I think that many physicians are very, very busy people, and they may not necessarily be able to evaluate whether the tests that labs offer are of good quality or not.
Still, some believe that FDA evaluation of most LDTs is unnecessary because there are few signs that poor-quality LDTs have led to unneeded or dangerous treatments.
In a recent article in Nature, authors Robert C. Green, a geneticist at Brigham and Women’s Hospital in Boston, and Nita Farahany, a Duke University law professor specializing in biosciences, caution against overzealous regulation, saying that the FDA has even left open the possibility of regulating everything from fitness trackers to questionnaires evaluating disease risk.
“Such consumer products could democratize health care by enabling individuals to make choices that maximize their own health,” they write. “They follow the historical trend of patient empowerment that brought informed-consent laws, access to medical records and now direct access to electronic personal health data.” Others argue that LDTs must already meet scientific standards set forth by an array of organizations, including state and federal agencies and guidelines issued under the 1988 Clinical Laboratory Improvement Amendments (CLIA).

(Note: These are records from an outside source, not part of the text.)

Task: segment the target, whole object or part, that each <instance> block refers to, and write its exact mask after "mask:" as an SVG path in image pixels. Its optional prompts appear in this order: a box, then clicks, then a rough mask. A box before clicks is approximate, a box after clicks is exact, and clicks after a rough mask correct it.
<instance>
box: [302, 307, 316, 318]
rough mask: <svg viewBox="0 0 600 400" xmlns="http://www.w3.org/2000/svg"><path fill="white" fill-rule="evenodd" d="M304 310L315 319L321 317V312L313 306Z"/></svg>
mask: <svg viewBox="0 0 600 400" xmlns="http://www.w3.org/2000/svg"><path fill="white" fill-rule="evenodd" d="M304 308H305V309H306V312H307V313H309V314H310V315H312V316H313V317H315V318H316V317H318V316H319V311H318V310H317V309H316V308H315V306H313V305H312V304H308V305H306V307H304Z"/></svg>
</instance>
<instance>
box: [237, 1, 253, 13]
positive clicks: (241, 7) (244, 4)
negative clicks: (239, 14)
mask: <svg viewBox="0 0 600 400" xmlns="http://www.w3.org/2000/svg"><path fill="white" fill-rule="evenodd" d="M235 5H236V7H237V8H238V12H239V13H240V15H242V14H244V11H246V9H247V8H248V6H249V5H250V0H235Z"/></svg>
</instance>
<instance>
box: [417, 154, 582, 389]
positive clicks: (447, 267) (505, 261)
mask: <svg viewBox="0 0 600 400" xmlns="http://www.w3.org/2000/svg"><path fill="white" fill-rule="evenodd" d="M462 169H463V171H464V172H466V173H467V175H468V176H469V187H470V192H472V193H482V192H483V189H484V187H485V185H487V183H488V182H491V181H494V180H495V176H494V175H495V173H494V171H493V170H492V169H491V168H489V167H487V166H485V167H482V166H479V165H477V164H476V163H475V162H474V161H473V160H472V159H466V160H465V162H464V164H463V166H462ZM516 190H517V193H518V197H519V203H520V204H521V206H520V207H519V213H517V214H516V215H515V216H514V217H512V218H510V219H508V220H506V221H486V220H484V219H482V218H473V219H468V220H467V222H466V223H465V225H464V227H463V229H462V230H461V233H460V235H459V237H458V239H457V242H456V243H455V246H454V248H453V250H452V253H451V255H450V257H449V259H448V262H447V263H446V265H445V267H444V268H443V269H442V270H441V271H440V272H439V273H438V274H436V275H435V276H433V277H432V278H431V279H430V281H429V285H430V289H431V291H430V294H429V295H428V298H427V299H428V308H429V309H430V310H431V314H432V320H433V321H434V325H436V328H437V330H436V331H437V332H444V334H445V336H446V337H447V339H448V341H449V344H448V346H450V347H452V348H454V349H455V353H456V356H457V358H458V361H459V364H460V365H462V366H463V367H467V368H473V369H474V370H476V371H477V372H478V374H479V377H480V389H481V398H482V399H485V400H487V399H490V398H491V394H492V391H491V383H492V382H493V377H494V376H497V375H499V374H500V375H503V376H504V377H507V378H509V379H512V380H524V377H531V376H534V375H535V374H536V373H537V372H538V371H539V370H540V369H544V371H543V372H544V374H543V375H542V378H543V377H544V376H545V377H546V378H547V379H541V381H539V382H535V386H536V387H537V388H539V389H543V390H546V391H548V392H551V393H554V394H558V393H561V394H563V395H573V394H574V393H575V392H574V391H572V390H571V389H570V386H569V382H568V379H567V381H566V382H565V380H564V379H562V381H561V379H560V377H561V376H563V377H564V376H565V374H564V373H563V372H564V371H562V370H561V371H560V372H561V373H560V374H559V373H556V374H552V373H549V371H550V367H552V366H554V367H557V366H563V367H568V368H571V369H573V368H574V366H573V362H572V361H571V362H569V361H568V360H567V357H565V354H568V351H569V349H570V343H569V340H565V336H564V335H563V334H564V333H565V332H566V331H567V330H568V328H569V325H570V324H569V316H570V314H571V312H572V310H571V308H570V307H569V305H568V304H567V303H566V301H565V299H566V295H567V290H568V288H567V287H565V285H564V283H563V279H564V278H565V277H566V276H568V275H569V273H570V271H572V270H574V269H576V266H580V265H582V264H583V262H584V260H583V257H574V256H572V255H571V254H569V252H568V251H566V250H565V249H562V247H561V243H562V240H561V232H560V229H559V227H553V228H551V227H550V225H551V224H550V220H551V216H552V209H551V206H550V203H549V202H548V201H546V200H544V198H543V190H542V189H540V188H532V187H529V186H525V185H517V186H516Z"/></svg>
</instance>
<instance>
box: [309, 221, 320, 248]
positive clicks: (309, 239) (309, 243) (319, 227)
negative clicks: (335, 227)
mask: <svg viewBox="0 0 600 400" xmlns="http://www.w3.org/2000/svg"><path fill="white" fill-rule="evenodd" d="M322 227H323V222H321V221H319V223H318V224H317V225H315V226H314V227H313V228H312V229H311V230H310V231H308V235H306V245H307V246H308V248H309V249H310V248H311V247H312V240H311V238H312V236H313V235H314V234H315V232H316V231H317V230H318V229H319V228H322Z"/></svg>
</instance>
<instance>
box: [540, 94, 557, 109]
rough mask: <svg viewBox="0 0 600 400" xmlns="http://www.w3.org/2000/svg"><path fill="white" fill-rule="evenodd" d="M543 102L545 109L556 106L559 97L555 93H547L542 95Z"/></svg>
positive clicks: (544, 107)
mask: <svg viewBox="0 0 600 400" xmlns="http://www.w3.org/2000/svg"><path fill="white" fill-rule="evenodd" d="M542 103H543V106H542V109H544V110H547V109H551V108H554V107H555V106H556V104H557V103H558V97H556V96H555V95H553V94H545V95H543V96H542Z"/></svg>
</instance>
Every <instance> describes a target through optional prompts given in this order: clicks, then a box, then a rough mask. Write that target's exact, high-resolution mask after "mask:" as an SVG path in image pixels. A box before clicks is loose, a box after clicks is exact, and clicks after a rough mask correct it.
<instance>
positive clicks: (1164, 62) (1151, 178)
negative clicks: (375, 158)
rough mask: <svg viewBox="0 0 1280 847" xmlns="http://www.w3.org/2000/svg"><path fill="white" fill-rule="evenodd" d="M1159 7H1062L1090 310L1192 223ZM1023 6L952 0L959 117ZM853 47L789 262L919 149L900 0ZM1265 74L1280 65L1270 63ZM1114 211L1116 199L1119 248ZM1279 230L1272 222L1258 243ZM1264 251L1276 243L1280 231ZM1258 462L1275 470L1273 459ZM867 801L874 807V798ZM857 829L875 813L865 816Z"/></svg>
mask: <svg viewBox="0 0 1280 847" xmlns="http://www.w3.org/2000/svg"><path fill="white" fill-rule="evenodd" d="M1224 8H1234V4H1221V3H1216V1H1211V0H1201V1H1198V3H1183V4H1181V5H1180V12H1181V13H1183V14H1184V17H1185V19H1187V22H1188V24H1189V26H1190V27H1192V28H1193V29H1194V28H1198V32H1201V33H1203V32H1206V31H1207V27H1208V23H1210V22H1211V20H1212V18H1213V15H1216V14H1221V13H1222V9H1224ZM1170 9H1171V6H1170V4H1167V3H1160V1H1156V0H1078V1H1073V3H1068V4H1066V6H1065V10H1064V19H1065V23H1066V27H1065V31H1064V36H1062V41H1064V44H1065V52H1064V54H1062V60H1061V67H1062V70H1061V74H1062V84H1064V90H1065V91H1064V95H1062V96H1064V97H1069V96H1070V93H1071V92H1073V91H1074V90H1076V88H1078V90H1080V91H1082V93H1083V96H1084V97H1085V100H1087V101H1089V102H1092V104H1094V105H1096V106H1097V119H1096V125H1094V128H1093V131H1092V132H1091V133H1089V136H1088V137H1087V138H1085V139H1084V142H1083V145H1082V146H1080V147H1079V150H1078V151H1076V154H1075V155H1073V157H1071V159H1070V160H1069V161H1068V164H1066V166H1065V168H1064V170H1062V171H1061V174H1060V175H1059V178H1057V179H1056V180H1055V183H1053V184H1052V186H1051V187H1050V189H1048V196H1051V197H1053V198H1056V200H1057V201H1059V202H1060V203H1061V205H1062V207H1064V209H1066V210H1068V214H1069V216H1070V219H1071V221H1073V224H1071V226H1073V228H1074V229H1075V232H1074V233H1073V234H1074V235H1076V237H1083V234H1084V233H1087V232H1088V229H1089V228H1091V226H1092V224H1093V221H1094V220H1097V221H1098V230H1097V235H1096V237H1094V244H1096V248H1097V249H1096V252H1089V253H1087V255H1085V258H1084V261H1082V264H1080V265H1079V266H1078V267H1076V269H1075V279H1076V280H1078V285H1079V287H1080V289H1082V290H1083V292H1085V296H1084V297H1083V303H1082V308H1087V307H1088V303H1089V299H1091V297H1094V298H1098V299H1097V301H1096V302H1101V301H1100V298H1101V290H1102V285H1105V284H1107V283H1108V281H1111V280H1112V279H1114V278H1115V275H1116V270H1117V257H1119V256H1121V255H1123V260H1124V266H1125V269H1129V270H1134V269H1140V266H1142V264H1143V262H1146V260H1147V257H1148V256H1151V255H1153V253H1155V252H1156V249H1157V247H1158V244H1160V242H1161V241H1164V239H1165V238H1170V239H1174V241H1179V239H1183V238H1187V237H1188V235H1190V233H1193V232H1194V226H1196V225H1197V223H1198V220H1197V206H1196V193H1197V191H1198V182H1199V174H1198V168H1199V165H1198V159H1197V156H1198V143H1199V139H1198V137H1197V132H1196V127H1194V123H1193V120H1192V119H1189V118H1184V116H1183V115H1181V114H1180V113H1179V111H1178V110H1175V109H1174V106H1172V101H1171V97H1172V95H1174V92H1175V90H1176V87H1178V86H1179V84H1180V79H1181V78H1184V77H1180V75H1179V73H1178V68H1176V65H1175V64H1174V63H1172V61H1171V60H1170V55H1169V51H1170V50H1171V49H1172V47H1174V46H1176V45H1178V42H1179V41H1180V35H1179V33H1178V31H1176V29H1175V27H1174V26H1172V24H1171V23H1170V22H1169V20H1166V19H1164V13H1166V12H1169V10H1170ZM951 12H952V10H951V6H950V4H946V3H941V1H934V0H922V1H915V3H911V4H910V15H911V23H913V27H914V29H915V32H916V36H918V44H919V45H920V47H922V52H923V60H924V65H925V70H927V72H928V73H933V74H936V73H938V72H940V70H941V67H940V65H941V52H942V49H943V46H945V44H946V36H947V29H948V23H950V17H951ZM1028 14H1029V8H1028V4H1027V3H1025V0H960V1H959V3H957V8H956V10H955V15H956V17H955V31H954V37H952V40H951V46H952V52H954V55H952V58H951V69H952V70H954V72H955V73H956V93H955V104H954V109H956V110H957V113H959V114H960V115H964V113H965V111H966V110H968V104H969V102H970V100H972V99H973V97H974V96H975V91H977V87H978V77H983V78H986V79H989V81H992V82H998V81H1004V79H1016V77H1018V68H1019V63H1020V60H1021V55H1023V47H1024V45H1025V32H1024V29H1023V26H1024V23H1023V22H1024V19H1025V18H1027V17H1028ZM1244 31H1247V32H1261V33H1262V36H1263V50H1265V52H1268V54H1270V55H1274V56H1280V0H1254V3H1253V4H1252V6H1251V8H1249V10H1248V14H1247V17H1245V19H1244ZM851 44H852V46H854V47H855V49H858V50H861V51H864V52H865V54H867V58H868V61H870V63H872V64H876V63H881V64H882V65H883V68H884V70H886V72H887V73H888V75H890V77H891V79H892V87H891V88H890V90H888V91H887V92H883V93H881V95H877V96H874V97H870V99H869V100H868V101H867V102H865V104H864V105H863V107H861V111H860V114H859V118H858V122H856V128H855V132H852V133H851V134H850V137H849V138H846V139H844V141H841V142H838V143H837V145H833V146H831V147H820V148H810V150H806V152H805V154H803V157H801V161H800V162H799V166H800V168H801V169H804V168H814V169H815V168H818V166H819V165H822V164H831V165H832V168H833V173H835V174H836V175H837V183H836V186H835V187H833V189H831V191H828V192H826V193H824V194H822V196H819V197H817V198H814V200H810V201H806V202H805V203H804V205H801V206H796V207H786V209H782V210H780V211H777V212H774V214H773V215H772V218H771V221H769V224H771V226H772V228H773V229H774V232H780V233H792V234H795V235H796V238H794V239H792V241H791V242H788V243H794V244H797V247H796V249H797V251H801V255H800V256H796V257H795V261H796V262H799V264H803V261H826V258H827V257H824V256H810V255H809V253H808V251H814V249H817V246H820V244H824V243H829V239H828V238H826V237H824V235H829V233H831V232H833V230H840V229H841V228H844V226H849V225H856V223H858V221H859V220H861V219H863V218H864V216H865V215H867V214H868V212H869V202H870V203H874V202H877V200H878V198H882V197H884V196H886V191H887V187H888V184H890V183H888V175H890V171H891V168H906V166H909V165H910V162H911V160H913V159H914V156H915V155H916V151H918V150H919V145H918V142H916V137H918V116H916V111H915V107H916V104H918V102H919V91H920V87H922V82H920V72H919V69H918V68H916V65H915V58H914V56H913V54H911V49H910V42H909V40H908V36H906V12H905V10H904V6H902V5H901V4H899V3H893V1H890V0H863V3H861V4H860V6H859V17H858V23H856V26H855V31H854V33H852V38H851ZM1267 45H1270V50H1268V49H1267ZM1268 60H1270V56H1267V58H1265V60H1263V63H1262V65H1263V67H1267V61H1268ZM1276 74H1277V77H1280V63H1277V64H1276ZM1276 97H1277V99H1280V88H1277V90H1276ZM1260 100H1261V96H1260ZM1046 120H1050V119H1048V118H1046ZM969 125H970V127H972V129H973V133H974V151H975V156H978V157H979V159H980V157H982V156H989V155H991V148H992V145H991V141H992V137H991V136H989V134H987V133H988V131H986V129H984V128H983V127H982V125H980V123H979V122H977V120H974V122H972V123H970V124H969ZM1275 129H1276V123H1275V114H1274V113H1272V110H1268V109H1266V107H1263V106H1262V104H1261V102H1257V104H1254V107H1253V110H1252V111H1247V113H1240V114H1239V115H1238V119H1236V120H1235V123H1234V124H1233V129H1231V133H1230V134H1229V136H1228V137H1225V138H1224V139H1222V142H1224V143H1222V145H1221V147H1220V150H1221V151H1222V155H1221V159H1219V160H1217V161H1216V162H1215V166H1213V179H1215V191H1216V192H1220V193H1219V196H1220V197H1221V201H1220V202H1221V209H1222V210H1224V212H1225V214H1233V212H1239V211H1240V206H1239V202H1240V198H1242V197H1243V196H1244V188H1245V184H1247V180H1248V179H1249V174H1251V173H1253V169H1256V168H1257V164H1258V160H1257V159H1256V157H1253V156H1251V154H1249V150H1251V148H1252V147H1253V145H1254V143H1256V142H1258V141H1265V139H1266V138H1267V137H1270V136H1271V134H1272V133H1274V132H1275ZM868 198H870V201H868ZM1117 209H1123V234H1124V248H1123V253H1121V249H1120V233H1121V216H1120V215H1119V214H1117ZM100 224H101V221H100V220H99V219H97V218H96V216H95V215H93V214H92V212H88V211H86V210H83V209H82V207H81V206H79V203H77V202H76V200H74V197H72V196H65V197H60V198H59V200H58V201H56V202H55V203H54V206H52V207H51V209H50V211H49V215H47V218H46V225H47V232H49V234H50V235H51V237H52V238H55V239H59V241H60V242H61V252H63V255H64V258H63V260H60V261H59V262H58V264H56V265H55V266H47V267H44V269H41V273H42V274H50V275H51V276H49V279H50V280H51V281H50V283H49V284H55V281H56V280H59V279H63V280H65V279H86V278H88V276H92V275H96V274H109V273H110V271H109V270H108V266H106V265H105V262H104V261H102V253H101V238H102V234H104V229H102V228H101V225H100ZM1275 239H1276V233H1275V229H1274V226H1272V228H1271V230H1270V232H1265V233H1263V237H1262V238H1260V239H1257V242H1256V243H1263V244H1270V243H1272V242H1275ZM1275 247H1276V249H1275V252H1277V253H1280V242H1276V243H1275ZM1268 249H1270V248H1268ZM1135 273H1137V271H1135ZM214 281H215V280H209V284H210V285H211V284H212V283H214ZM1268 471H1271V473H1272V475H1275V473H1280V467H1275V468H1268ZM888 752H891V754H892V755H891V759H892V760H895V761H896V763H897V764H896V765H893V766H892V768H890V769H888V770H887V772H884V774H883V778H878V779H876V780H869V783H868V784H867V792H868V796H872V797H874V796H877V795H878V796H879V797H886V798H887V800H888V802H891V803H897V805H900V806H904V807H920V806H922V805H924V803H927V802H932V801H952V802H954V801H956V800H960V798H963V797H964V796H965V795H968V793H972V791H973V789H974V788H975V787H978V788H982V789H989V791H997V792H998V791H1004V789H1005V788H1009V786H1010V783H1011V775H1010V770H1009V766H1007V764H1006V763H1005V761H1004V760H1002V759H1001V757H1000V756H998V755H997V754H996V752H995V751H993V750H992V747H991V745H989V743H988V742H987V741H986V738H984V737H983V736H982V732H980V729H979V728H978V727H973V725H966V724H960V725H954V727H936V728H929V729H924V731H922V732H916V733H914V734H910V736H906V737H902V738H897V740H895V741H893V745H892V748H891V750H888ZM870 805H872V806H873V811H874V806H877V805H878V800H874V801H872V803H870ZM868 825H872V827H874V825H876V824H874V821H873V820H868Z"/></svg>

“CLIA was developed to make sure labs had the personnel and processes in place to do quality testing,” Mansfield says. “It was not designed to make sure that the tests themselves were safe and effective. That’s what the FDA does.”
Some in the lab and diagnostics industry object to the FDA’s core belief that LDTs are medical devices. After all, an insulin pump, for instance, is a device that delivers a treatment directly, but a genetic test delivers a result that can be acted on in different ways. But the FDA contends that many LDTs offer more than just raw results. “We agree that laboratory developed tests include laboratory procedures,” Mansfield says. “We don’t agree that that’s all that an LDT is. The tests themselves — the actual instructions for use — are not procedures; they are devices.”
At an FDA workshop held in January, Alan Mertz, president of the American Clinical Laboratory Association, came bearing a white paper written by two leading attorneys in the medical field — Paul Clement and Laurence Tribe. It was a challenge to the FDA’s legal claim that LDTs are medical devices.
That the industry can’t agree with the FDA even on the definition of an LDT has some fretting that a slew of new regulations on LDTs will stifle innovation at a critical moment in genetic research. They argue that LDTs by their very nature are in a state of constant evolution. New methods of testing are developed quickly, sometimes in response to the needs of a single patient — like cancer patients hoping for individualized treatments. The American Medical Association (AMA) is in that camp. Last August, the AMA issued a statement that warned, “The FDA proposal … may result in patients losing access to timely life-saving diagnostic services and hinder advancements in the practice of medicine.”
Mansfield, though, says the FDA took innovation into account in creating its draft regulations. That’s why the agency plans to allow nine years to phase in its LDT oversight, beginning with LDTs that it considers high risk. The FDA will also not, for now, regulate LDTs that test for rare diseases and “unmet needs” — the very kinds of testing where innovation is most important.
“Our objective,” Mansfield says, “is essentially to make sure patients have access to safe and effective tests.” Mansfield says the FDA believes the new regulations, once finalized and adopted, will require labs to meet a high standard for the clinical validity of their tests — something she says they don’t always have to meet under existing regulations and guidelines. She says proving that genetic variants are related to disease risks, as LDTs often promise to do, was one of the key motivations for the FDA.
“We’re in this new era of personalized medicine where diagnostic tests already drive a very large number of medical management decisions,” Mansfield says. “When a doctor orders a test, he has to be sure that somebody knows it is working well and that patients will have the same assurances. Personalized medicine needs these assurances.”